178005_guitar_in_progressSome months ago I had a conversation with a friend that went something like this: “Wouldn’t it be great if someone would design an instrument that used a touch screen interface to extend the resources that trained musicians already find in traditional instruments”. In other words, using technology to extend and transform our opportunities rather than just replicating them. I think that the misa guitar is one of the first examples of a recent instrument design that genuinely seems to do this.  The background to its design is outlined at the Misa website. A quick read will illustrate why this is an example of how I think we need to be thinking.

In Misa’s own words:

“Guitars by their very nature have limitations…Effects can be inserted into the signal chain, but they are usually foot pedals which makes the experience of controlling effects disjointed from what your hands are doing. Plus, you can only really make use of one pedal at a time…This may be okay if you only use effects occasionally, but when every note you play needs the controls set differently – good luck with that. Electronic music cannot be played effectively with such constraints. In electronic music, the timbre (or colour) of the sound can be morphed in an infinite number of ways…You need to be able to control elements of the sound, such as sustain, pitch, filter cutoffs, contour or any other synthesizer parameter, in a way that has no physical constraints…This was my thought process when designing the Misa digital guitar. There are no strings on this instrument. The right hand doesn’t pluck strings, it controls sound. So don’t compare Misa digital guitars to acoustic guitars or electric guitars. Those are different instruments, for different artforms, for different music. This is electronic music.”

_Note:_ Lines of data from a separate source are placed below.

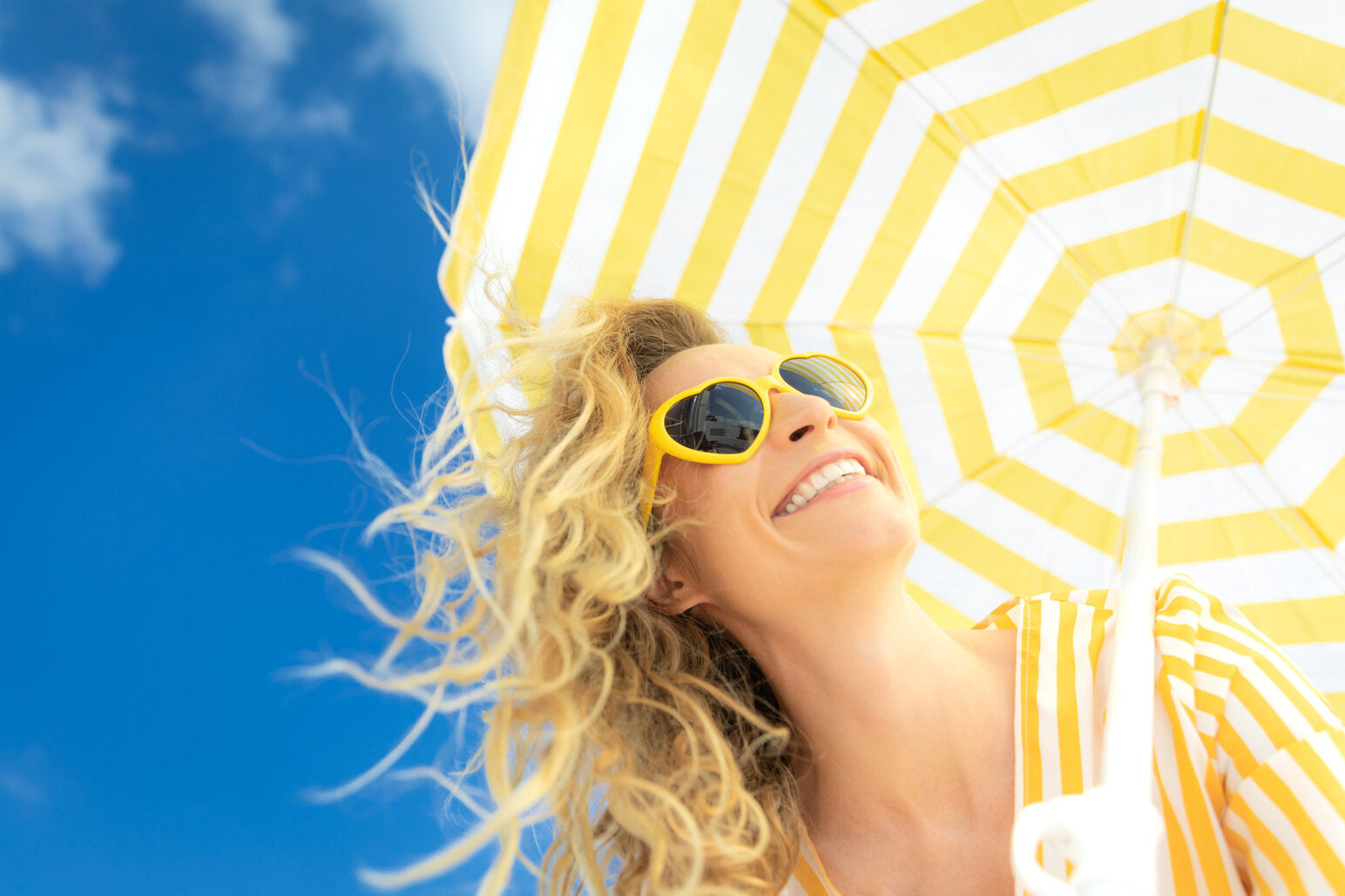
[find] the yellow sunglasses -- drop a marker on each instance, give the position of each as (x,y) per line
(725,420)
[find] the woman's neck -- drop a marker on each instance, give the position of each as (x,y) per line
(904,725)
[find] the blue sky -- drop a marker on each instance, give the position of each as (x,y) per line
(198,198)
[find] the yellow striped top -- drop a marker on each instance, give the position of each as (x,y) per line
(1248,759)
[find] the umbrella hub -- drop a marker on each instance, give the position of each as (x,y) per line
(1159,343)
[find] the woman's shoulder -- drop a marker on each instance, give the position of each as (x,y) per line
(1179,602)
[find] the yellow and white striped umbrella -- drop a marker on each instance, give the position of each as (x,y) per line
(989,206)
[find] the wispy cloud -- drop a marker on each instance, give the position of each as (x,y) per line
(57,177)
(26,778)
(455,44)
(262,44)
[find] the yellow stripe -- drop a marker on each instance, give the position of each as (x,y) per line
(595,83)
(831,182)
(1179,851)
(1325,508)
(1306,829)
(689,79)
(1337,701)
(942,614)
(1067,703)
(1102,71)
(1233,536)
(1117,163)
(1282,53)
(1302,621)
(858,347)
(994,562)
(959,400)
(994,236)
(1029,676)
(1063,508)
(1265,420)
(758,142)
(969,30)
(920,189)
(483,172)
(1262,160)
(1305,318)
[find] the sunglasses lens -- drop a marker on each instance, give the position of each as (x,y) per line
(722,419)
(826,378)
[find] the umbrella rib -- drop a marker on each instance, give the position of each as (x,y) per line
(1194,182)
(1335,570)
(1223,340)
(1079,271)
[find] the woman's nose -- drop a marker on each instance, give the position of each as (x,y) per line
(795,414)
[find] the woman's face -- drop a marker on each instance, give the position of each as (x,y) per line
(751,563)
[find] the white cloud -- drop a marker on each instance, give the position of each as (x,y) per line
(262,44)
(454,44)
(57,177)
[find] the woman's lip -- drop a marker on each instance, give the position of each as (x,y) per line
(855,483)
(830,458)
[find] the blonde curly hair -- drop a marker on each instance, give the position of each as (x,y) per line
(652,740)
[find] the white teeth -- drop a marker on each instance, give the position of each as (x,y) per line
(821,481)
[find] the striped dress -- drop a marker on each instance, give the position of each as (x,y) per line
(1248,759)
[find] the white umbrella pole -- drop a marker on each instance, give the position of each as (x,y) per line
(1112,832)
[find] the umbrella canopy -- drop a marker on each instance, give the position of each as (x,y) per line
(990,207)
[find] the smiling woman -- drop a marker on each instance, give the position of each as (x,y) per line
(682,594)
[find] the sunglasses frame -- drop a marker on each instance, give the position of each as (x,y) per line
(662,444)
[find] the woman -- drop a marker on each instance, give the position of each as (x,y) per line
(707,669)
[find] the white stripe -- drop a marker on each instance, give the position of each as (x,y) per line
(882,22)
(1208,494)
(1263,215)
(1100,121)
(1004,394)
(1312,447)
(1028,535)
(645,74)
(959,587)
(1126,206)
(875,183)
(811,338)
(1016,286)
(717,127)
(1318,19)
(1265,809)
(1320,664)
(1251,327)
(917,407)
(1045,46)
(1280,111)
(541,109)
(790,172)
(1254,579)
(935,253)
(1083,471)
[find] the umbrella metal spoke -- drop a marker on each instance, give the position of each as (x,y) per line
(1335,570)
(1209,350)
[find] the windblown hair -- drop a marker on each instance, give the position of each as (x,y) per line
(652,740)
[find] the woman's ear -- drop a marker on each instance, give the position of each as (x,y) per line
(675,589)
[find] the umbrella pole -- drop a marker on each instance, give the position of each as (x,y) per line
(1112,832)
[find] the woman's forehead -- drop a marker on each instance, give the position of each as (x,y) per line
(693,367)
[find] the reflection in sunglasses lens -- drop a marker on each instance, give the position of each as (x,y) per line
(722,419)
(828,380)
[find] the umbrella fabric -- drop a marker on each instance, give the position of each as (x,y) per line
(990,207)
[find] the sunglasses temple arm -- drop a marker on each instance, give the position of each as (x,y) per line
(650,481)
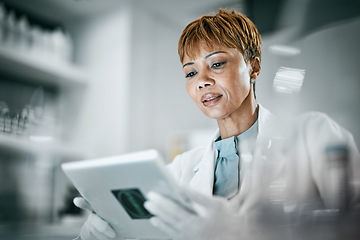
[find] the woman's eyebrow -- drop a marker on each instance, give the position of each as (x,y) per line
(217,52)
(206,57)
(189,63)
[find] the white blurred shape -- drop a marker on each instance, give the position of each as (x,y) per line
(288,80)
(284,50)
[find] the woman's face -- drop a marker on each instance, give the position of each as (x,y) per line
(218,81)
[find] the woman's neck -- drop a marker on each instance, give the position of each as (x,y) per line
(238,121)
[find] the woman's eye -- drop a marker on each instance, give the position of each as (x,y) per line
(218,65)
(190,74)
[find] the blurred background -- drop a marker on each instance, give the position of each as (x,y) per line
(90,78)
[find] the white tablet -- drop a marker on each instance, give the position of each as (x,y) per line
(116,188)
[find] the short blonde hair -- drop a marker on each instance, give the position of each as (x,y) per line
(231,29)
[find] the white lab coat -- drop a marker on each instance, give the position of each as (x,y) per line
(299,168)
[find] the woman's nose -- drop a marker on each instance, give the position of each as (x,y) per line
(205,82)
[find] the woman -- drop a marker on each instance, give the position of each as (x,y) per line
(227,181)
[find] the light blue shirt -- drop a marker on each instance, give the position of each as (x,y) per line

Well said! (and I applaud the amount of detail on the ‘how’ that is on the Misa site).

But before I get too excited (now with my teaching hat on) lets see how much these things cost when they come into production. Also, it’s a little dissapointing that the video demo isn’t a good example of innovative electronic music!

Still…the idea is out there so let’s also see what’s next. If we are to continue to develop musicianship rather than just simplify how we get a ‘nice sound out’ then we have to move beyond the current rather stagnant relience on traditional keyboard type designs or controllers that make little use of existing physical musical expertise.